IRTF DINRG – IETF 124 Meeting Notes (Extended Edition)

Date: November 4, 2025
Time: 14:30–16:30 UTC
Location: Meetecho (recorded session)
Chairs: Dirk Kutscher (HKUST(GZ)), Lixia Zhang (UCLA)
Notetaker: Saidu Sokoto


1. Opening and Administrativia


2. Cloud Outages, Fast and Slow – Indranil Gupta (UIUC)

Summary: An in-depth examination of cloud failure patterns, focusing on cascading outages in complex distributed systems and the AWS October 2025 incident.

Main Points
- Human error (70–85%) remains the dominant cause of outages, but automation now introduces “machine error.”
- The AWS Oct 19–20, 2025 outage began with an empty DNS entry (dynamodb.us-east-1.amazonaws.com) that caused cascading failures in DynamoDB, EC2, and Network Load Balancers.
- Race condition between asynchronous “enactors” led to data loss.
- Key lesson: “Asynchrony is a way of life” in distributed systems; lack of concurrency control in automated agents led to the failure.
- Proposed safety checks and “guardrails” for future automation and AI-driven infrastructure management.
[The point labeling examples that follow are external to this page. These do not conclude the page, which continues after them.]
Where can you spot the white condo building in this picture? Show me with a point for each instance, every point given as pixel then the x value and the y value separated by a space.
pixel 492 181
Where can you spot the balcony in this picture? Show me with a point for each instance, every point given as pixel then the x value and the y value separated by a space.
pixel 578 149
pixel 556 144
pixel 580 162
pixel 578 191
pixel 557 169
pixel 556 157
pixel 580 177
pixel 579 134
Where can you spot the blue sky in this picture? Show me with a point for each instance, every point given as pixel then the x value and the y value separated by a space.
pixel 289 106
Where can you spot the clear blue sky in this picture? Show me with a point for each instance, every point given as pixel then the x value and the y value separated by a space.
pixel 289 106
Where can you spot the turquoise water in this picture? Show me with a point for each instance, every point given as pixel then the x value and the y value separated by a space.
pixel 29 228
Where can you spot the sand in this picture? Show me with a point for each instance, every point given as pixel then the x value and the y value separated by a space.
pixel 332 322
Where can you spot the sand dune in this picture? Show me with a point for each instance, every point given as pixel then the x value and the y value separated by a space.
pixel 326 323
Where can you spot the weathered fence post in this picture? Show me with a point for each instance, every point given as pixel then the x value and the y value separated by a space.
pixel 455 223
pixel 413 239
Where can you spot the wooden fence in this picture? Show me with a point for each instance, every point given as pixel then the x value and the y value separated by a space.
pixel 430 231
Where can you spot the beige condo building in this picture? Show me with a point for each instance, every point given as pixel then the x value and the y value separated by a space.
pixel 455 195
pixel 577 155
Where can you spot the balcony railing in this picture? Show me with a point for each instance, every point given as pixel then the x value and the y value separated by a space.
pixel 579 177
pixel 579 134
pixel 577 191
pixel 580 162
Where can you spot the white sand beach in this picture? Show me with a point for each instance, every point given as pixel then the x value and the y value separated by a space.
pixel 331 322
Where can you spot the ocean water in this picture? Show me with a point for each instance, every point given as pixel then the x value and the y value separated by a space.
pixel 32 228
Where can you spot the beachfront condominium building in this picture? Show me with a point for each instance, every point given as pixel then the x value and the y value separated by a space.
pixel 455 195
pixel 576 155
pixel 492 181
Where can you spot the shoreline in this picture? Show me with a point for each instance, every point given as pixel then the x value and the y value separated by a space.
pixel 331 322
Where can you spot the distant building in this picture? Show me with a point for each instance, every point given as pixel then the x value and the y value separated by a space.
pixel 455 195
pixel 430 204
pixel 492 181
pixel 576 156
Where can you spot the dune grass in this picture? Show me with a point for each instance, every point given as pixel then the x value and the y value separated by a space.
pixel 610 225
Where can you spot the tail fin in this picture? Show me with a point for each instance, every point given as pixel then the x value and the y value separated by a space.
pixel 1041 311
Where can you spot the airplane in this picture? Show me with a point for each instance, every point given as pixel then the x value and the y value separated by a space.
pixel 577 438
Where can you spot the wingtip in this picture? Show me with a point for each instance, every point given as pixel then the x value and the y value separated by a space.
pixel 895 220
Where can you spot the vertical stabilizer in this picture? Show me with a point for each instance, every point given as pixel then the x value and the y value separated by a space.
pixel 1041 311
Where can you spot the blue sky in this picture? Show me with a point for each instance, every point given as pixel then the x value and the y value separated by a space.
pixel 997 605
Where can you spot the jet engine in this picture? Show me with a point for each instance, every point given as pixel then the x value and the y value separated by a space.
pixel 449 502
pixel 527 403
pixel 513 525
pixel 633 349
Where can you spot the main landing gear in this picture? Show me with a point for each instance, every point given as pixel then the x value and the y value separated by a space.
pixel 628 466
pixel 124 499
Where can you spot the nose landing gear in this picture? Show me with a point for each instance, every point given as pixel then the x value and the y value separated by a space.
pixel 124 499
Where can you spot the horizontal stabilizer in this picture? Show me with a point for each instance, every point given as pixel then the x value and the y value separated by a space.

Discussion Highlights (from chat and live Q&A)
- Brett Carr (AWS) clarified that “droplets” are physical hosts, not EC2 instances, confirming the presentation’s accuracy.
- Christian Huitema: Compared this to a “thundering herd” problem — multiple agents overwhelming shared resources.
- Lixia Zhang: “The root cause really is complexity.” Suggested the need for complexity audits akin to security audits.
- Vicky Risk: Observed that automation enabled dangerous parallelism — when humans did tasks sequentially, these errors were less likely.
- Andrew Campling: Urged involvement of ops engineers early in system design to mitigate such risks.
- Lixia Zhang: Distinguished between root cause of local failure (AWS) and root cause of global disruption, noting universities and education systems worldwide were affected.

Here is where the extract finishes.